While it seems like a cop out or perhaps a tired refrain to say “it matters now more than ever,” I think that perhaps the answer could perhaps be found by looking at the question of passion. Passion permeates the campaign, with each nominee staking their claim to “hope” and “change” in their own ways. And this time, more than ever, the candidates, at least externally, represent a great deal more of variance than they have in the past. There are evangelicals and liberal protestants, men and women, traditional and non-traditional. The fact that Huckabee is still sticking it out and WINNING states and REFUSES to bow out tells me that there is something to fight for on both sides, that it isn’t just the Democrats who haven’t made their mind up yet.
But again, I want to get back to the idea of passion. It feels as though people have woken up, or have been awakened, this year to the sense that things don’t have to be “the same old same old.” We have a choice. We have a voice. We may not be united in terms of what we want, but Americans seem more united than ever in our passion for something different, something better.
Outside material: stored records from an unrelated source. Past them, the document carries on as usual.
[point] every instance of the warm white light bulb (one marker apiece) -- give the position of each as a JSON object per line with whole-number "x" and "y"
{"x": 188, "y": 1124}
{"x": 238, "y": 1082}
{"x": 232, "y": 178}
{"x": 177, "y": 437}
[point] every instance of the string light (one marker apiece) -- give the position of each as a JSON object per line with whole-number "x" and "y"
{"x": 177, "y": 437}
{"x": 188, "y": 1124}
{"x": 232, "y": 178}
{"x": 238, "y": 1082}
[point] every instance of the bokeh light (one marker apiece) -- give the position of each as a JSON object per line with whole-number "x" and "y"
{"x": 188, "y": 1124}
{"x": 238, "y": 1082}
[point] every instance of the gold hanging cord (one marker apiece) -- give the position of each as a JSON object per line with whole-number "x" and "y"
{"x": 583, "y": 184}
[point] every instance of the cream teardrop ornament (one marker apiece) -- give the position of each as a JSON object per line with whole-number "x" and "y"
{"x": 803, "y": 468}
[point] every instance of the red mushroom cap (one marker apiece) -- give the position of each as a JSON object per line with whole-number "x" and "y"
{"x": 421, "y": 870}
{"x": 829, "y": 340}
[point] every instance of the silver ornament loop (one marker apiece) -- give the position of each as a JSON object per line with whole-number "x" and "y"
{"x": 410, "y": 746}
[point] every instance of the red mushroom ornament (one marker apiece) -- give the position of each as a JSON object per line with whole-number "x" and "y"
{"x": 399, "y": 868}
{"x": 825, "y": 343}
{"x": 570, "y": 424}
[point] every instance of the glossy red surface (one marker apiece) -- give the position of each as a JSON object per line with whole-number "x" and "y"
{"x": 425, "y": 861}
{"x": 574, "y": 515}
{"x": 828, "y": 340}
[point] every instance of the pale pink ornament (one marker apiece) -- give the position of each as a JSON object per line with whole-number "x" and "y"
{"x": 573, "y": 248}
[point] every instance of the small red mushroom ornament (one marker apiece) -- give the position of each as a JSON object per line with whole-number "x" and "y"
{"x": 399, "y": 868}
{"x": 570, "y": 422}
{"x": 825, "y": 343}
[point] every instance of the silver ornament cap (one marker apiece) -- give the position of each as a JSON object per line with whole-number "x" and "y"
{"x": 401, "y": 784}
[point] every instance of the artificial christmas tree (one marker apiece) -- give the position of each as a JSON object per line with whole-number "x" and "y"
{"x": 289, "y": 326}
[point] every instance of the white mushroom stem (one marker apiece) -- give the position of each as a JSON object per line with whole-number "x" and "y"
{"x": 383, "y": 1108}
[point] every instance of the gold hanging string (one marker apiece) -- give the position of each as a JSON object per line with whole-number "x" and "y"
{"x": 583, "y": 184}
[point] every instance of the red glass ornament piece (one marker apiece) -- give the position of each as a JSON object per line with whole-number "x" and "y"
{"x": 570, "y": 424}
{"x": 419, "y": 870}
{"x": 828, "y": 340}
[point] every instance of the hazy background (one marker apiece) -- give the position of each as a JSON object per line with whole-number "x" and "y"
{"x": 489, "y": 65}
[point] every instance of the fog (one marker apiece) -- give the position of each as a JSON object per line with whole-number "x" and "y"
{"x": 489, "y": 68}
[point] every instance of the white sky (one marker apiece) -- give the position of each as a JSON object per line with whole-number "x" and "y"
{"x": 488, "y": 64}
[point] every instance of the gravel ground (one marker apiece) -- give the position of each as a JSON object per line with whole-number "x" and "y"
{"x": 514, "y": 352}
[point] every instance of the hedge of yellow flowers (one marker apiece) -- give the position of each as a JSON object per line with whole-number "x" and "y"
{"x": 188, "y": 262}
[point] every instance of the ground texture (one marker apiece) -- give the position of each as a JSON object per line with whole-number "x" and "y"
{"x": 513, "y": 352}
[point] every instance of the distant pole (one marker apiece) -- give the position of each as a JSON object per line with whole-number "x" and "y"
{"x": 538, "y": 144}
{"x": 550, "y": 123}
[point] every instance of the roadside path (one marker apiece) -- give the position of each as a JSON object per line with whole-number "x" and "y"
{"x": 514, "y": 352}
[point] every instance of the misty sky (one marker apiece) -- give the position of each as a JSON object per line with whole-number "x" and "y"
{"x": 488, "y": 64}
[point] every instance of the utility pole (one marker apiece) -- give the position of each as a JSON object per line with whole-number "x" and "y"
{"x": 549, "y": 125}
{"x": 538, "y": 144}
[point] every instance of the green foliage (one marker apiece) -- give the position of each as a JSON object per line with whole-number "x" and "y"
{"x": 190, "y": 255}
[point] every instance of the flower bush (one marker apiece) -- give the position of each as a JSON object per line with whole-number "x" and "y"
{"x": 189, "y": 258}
We seem to be getting the message– Historically it seems that we always knew that our country is worth fighting for and perhaps even worth dying for, but we finally seem to be saying with our votes and our voices that it is also worth living for and dreaming for.
So while I may secretly hope that my candidate of choice blows everyone else out of the water and wins in a tidal wave of popular public opinion, I am grateful nonetheless to see that our country, on both sides of the aisle, seems passionate once more.